ATEŞİN DİLİNDEN ANLAYAN NÖBETÇİLER
Kuyunun yalnızca tek tarafı açık bırakılarak ateş yakılıyor. Dumanın dengeli bir şekilde içeri sızmasını sağlamak ve ateşin hızını kontrol etmek için biri sürekli kuyunun başında nöbet tutuyor. Yaklaşık üç gün süren işlem boyunca her üç saatte bir kontrol yapılıyor.

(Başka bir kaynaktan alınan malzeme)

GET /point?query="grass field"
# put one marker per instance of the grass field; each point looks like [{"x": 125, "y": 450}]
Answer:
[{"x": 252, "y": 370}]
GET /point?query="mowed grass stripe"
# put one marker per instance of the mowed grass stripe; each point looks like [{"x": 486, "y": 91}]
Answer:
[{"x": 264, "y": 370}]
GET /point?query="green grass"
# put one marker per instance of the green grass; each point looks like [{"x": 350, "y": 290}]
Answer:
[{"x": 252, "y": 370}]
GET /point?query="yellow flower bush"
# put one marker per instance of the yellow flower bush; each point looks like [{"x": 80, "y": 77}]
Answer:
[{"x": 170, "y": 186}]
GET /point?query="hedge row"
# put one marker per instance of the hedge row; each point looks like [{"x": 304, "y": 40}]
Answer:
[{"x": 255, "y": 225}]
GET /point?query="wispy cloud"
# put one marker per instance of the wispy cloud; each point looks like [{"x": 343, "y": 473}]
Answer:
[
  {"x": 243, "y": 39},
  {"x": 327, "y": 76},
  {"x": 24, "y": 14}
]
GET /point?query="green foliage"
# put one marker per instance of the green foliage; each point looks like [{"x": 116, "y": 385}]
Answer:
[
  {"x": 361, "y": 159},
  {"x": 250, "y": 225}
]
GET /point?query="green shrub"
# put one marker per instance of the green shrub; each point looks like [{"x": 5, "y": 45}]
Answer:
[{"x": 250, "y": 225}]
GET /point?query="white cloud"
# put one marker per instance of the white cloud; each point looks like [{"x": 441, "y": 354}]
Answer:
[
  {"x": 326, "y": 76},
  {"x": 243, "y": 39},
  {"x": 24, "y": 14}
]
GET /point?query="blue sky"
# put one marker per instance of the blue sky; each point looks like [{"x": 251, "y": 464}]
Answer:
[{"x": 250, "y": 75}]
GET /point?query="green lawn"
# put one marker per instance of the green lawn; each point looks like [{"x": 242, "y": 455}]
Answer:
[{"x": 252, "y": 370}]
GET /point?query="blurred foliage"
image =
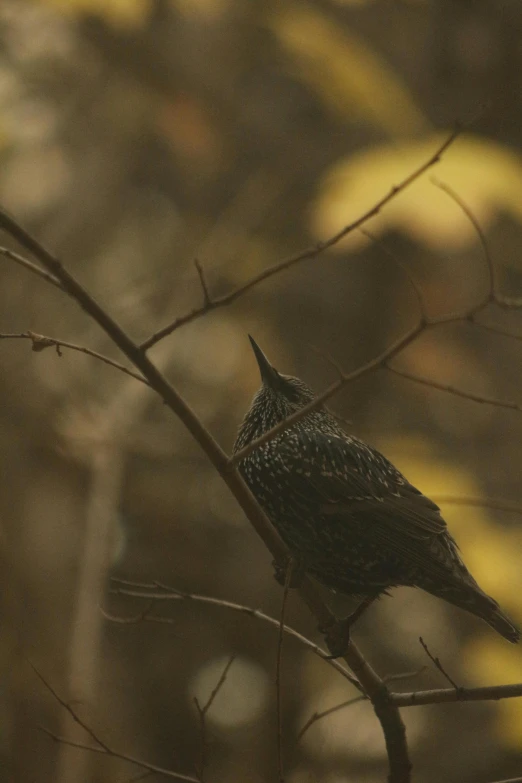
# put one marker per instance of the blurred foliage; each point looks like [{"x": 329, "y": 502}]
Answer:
[
  {"x": 344, "y": 72},
  {"x": 138, "y": 136},
  {"x": 486, "y": 176}
]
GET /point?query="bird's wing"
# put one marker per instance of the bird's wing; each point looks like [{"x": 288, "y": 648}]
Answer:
[{"x": 347, "y": 477}]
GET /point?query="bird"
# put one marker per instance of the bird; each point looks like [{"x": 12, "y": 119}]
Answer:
[{"x": 348, "y": 516}]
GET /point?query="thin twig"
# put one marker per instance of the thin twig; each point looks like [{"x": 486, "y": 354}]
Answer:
[
  {"x": 100, "y": 747},
  {"x": 511, "y": 780},
  {"x": 319, "y": 715},
  {"x": 40, "y": 342},
  {"x": 497, "y": 330},
  {"x": 203, "y": 710},
  {"x": 153, "y": 768},
  {"x": 402, "y": 266},
  {"x": 140, "y": 590},
  {"x": 207, "y": 302},
  {"x": 36, "y": 270},
  {"x": 398, "y": 345},
  {"x": 331, "y": 710},
  {"x": 494, "y": 401},
  {"x": 74, "y": 715},
  {"x": 492, "y": 289},
  {"x": 490, "y": 503},
  {"x": 448, "y": 695},
  {"x": 309, "y": 253},
  {"x": 438, "y": 664},
  {"x": 279, "y": 659}
]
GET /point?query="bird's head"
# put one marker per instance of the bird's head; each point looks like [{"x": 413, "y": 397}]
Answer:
[
  {"x": 290, "y": 393},
  {"x": 278, "y": 397}
]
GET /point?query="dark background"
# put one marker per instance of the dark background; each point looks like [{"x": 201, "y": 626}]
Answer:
[{"x": 136, "y": 137}]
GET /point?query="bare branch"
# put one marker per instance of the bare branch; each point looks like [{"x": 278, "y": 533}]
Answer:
[
  {"x": 138, "y": 590},
  {"x": 36, "y": 270},
  {"x": 100, "y": 747},
  {"x": 203, "y": 710},
  {"x": 404, "y": 269},
  {"x": 68, "y": 708},
  {"x": 319, "y": 715},
  {"x": 379, "y": 361},
  {"x": 387, "y": 713},
  {"x": 448, "y": 695},
  {"x": 168, "y": 773},
  {"x": 279, "y": 701},
  {"x": 454, "y": 390},
  {"x": 511, "y": 780},
  {"x": 437, "y": 663},
  {"x": 207, "y": 302},
  {"x": 492, "y": 288},
  {"x": 311, "y": 252},
  {"x": 40, "y": 342},
  {"x": 491, "y": 503},
  {"x": 497, "y": 329}
]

Son aşamada, kuyunun diğer ucundaki kanalın önüne yerleştirilen sopa dikkatlice çekiliyor. Böylece sedir çıralarından süzülen kıvamlı katran yağı yavaş yavaş akmaya başlıyor. Her yıl ortalama 70 ila 80 kilogram arası sedir katran yağı elde ediliyor.
YÜZYILLARDIR ŞİFA KAYNAĞI
Sedir yağı üreticisi Serpil Kaya, bu zanaatın dedelerinden miras kaldığını belirterek, “Atalarımız bu yağı hem evde hem de hayvancılıkta kullanırdı. Eklem ağrılarından deri problemlerine kadar birçok derde deva” diye konuştu.
Süleyman Kaya ise geçmişte balta ve nacaklarla dağlarda yapılan üretimi hatırlatarak, “Bugünkü gibi motor yoktu, teknoloji yoktu ama sabır vardı, emek vardı,” dedi.

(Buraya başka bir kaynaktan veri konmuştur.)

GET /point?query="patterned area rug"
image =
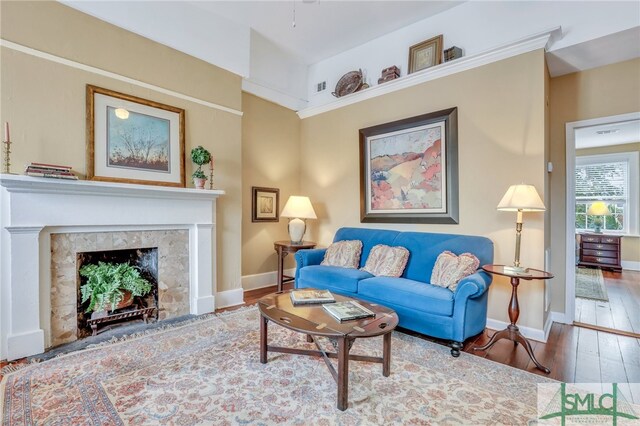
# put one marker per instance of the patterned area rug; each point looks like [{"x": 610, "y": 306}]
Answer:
[
  {"x": 209, "y": 372},
  {"x": 590, "y": 284}
]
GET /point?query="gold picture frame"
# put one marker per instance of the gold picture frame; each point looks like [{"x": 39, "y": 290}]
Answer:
[
  {"x": 134, "y": 140},
  {"x": 425, "y": 54},
  {"x": 265, "y": 204}
]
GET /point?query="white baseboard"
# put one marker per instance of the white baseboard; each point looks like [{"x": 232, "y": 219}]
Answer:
[
  {"x": 528, "y": 332},
  {"x": 229, "y": 298},
  {"x": 252, "y": 282}
]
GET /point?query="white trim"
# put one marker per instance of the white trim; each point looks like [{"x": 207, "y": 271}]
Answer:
[
  {"x": 630, "y": 265},
  {"x": 273, "y": 95},
  {"x": 570, "y": 249},
  {"x": 228, "y": 298},
  {"x": 88, "y": 68},
  {"x": 528, "y": 332},
  {"x": 527, "y": 44},
  {"x": 266, "y": 279}
]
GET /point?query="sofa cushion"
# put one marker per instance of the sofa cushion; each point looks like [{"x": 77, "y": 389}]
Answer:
[
  {"x": 345, "y": 254},
  {"x": 409, "y": 294},
  {"x": 450, "y": 269},
  {"x": 386, "y": 261},
  {"x": 332, "y": 277}
]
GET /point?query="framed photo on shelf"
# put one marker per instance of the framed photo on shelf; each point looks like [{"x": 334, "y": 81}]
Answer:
[
  {"x": 409, "y": 170},
  {"x": 425, "y": 54},
  {"x": 265, "y": 204},
  {"x": 133, "y": 140}
]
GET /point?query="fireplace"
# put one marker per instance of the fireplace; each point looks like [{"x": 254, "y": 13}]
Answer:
[
  {"x": 46, "y": 222},
  {"x": 131, "y": 307}
]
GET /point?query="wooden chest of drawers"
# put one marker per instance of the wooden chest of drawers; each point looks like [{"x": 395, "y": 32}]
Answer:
[{"x": 600, "y": 250}]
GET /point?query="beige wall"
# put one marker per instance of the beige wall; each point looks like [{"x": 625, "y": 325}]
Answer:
[
  {"x": 600, "y": 92},
  {"x": 501, "y": 142},
  {"x": 45, "y": 101},
  {"x": 630, "y": 249},
  {"x": 270, "y": 158}
]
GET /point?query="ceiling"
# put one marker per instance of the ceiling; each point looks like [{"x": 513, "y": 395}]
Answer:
[
  {"x": 608, "y": 134},
  {"x": 324, "y": 28}
]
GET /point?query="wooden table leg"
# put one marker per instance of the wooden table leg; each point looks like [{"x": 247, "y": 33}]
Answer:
[
  {"x": 263, "y": 339},
  {"x": 386, "y": 355},
  {"x": 343, "y": 373}
]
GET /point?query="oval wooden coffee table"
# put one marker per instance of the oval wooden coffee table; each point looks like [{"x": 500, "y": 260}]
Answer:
[{"x": 313, "y": 320}]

YAĞ ÜRETİCİSİ, ÇOBAN VE BİTKİ BİLİRİ
Hem çobanlık yapıp hem de sedir yağı üreten Ramazan Erdoğan ise yağın şifalı yönlerine dikkat çekti: “Hayvanlara damlatıldığında iç parazitleri temizliyor. Suya damlatıldığında hayvanlar daha fazla su içiyor. Arılarda bile varroa hastalığına karşı kullanıyoruz.”
Ancak Erdoğan, bu zanaati sürdürecek gençlerin kalmamasından yakındı: “Bu işi yapan genç yok artık. Bizden sonra bu gelenek yok olacak diye üzülüyoruz.”